José María Martí Font
Amigo y maestro
No sé ustedes, pero yo, desde la pandemia hasta aquí, cargo con una larga lista de amigos muertos con los que me creía que aún me quedaba bastante tiempo por compartir. El último, hasta ahora, es el periodista José María Martí Font (1950), quien nos dejó hace unos pocos días a consecuencia de un cáncer con el que llevaba batallando los últimos cinco años y a cuyo funeral, sin curas y con canciones de los Beatles y Paolo Conte, acudí el pasado jueves. Fue una bonita despedida en la que quedó claro el afecto que los presentes sentíamos por el difunto y que contó con unos sentidos parlamentos de su viuda y sus hijos cuyo contenido compartimos todos los que estábamos allí, pensando, supongo, que cada vez faltaba menos para nuestro propio funeral.

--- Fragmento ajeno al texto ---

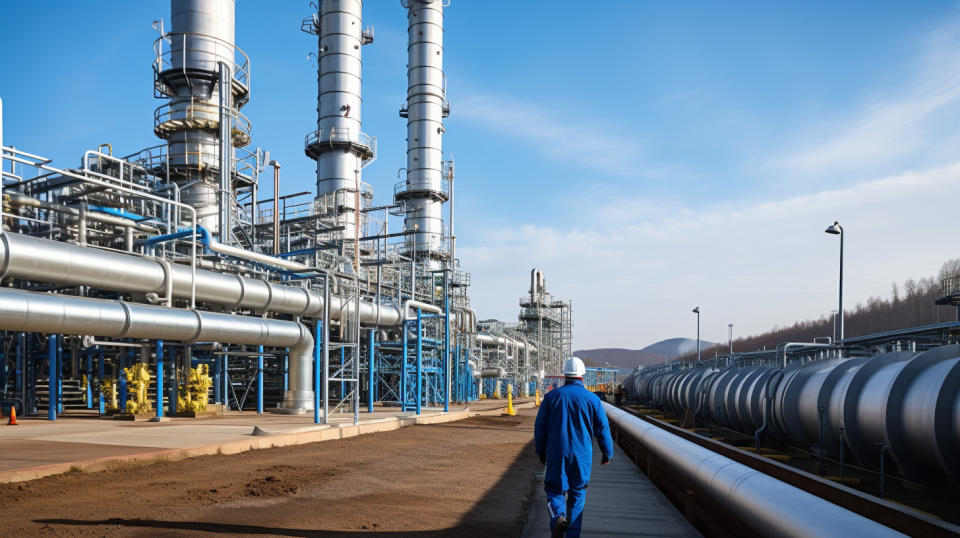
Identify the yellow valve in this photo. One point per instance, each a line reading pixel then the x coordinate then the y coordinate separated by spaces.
pixel 510 410
pixel 195 394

Conocí a Martí (casi nadie le llamaba por su nombre de pila) a finales de los años 70, cuando me dio la bienvenida afablemente a la prensa alternativa de la época, a revistas como Star, Disco Exprés o Ajoblanco. Tenía la misma edad que mi hermano mayor y, en cierta medida, ejerció de hermano mayor con el pipiolo underground que era yo por esos tiempos, deseoso de integrarme en la contracultura e incapaz de afiliarme al PSUC (a él lo echaron de ahí por fumar canutos y hasta le montaron un juicio de autocrítica que resolvió enviándolos a todos al carajo y dándose de baja del comunismo burgués). Fueron unos años tremendamente divertidos y fue estupendo poderlos compartir con Martí quien, en sus ratos libres, hasta era capaz de dirigir un par de galerías de arte (la Mec Mec y la Galería G).

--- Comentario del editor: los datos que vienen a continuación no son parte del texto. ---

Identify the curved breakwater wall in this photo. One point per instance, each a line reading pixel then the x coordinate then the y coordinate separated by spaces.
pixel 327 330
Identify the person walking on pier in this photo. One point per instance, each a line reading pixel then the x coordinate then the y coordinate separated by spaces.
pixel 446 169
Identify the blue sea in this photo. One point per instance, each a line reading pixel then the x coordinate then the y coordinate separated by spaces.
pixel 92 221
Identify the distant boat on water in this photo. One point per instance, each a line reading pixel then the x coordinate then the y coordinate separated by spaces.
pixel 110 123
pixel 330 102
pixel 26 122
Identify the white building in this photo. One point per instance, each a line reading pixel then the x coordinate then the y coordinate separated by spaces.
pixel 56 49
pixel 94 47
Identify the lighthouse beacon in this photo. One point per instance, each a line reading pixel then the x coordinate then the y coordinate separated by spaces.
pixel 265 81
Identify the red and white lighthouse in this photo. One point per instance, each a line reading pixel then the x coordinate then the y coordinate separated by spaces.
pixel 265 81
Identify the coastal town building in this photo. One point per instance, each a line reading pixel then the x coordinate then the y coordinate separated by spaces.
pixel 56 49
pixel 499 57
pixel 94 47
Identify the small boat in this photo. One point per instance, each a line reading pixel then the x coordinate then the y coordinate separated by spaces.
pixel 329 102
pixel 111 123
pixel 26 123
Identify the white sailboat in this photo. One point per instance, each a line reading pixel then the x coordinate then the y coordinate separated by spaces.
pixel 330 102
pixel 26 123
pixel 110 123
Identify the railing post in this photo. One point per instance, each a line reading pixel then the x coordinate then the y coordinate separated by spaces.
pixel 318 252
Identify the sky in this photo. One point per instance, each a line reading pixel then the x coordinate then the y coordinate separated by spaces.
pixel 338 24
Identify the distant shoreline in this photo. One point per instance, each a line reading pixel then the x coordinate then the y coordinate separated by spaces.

Sostenía Martí que su generación se dividía entre los que se iban a la India y los que se iban a Nueva York. Él formó parte del segundo contingente y se tiró unos añitos en Manhattan, frecuentando la compañía de artistas como Muntadas, Miralda, Torres o Pazos. A finales de los 70 se instaló en Los Ángeles, donde le pegué una gorra de las que hacen historia y donde hasta escribimos algún artículo a medias (recuerdo una divertida entrevista con David Lynch que publicamos en el suplemento dominical de El País). Un día cayó por Los Ángeles Juan Luis Cebrián, hicieron buenas migas y mi amigo acabó en la redacción madrileña de El País y, posteriormente, en la barcelonesa. También ejerció de corresponsal (en Bonn y en París) y publicó algunos libros de mérito, como El día que acabó el siglo XX (sobre la caída del muro de Berlín, a la que había asistido en directo) o La España de las ciudades (sobre la evolución de Madrid y de Barcelona durante los últimos años).
Mi amigo Martí tocó todos los palos del oficio, y todos bien. Escribió sobre cine, literatura, música pop, cómics o política nacional e internacional, pues su infinita curiosidad daba para eso y mucho más. Han sido casi 50 años de amistad a los que una maldita enfermedad ha puesto fin antes de tiempo, un fin que Martí, fiel a sí mismo, ha afrontado con una entereza, un optimismo y un sentido del humor admirables, no en vano fueron esas las cualidades que exhibió siempre en vida. En sus últimos tiempos, vivía semi retirado en la Tarragona rural y hablaba orgulloso de sus olivos. Se ha ido antes de tiempo, pero con la satisfacción del deber cumplido en todos sus aspectos, personales (lo dejaron claro sus tres hijos) y profesionales (nunca oí a ningún colega hablar mal de él). Lo echaré mucho de menos. Y no seré el único.